Article activity feed

  1. eLife assessment

    This important study contributes to the current knowledge in the field of acute and chronic infarction. It is a significant study because the results provide convincing evidence for the need to incorporate additional risk factors for assessing patients after myocardial infarction.

  2. Reviewer #1 (Public Review):

    Summary:
    In this study by Zhou, Wang, and colleagues, the authors utilize biventricular electromechanical simulations to illustrate how different degrees of ionic remodeling can contribute to different ECG morphologies that are observed in either acute or chronic post-myocardial infarction (MI) patients. Interestingly, the simulations show that abnormal ECG phenotypes - associated with a higher risk of sudden cardiac death - are predicted to have almost no correspondence with left ventricular ejection fraction, which is conventionally used as a risk factor for arrhythmia.

    Strengths:
    The numerical simulations are state-of-the-art, integrating detailed electrophysiology and mechanical contraction predictions, which are often modeled separately. The simulation provides mechanistic interpretation, down to the level of single-cell ionic current remodeling, for different types of ECG morphologies observed in post-MI patients. Collectively, these results demonstrate compelling and significant evidence for the need to incorporate additional risk factors for assessing post-MI patients.

    Weaknesses:
    The study is rigorous and well-performed. However, some aspects of the methodology could be clearer, and the authors could also address some aspects of the robustness of the results. Specifically, does variability in ionic currents inherent in different patients, or the location/size of the infarct and surrounding remodeled tissue impact the presentation of these ECG morphologies?

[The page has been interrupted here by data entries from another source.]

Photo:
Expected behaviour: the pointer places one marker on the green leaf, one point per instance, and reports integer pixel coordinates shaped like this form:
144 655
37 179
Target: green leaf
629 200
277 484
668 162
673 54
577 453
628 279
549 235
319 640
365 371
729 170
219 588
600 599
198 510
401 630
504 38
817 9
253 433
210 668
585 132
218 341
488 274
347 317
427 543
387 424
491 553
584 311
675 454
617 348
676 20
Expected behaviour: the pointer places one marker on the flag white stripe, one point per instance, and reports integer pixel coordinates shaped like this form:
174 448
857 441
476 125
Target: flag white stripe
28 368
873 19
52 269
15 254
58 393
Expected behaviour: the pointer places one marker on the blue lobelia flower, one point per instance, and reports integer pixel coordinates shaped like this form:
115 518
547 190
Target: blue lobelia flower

  3. Reviewer #2 (Public Review):

    Summary:
    The authors constructed multi-scale modeling and simulation methods to investigate the electrical and mechanical properties of acute and chronic myocardial infarction (MI). They simulated three acute MI conditions and two chronic MI conditions. They showed that these conditions gave rise to distinct ECG characteristics that have been seen in clinical settings. They showed that the post-MI remodeling reduced ejection fraction up to 10% due to weaker calcium current or SR calcium uptake, but the reduction of ejection fraction is not sensitive to remodeling of the repolarization heterogeneities.

    Strengths:
    The major strength of this study is the construction of computer modeling that simulates both electrical behavior and mechanical behavior for post-MI remodeling. The links of different heterogeneities due to MI remodeling to different ECG characteristics provide some useful information for understanding complex clinical problems.

    Weaknesses:
    The rationale (e.g., physiological or medical bases) for choosing the 3 acute MI and 2 chronic MI settings is not clear. Although the authors presented a huge number of simulation data, in particular in the supplemental materials, it is not clearly stated what novel findings or mechanistic insights this study gained beyond the current understanding of the problem.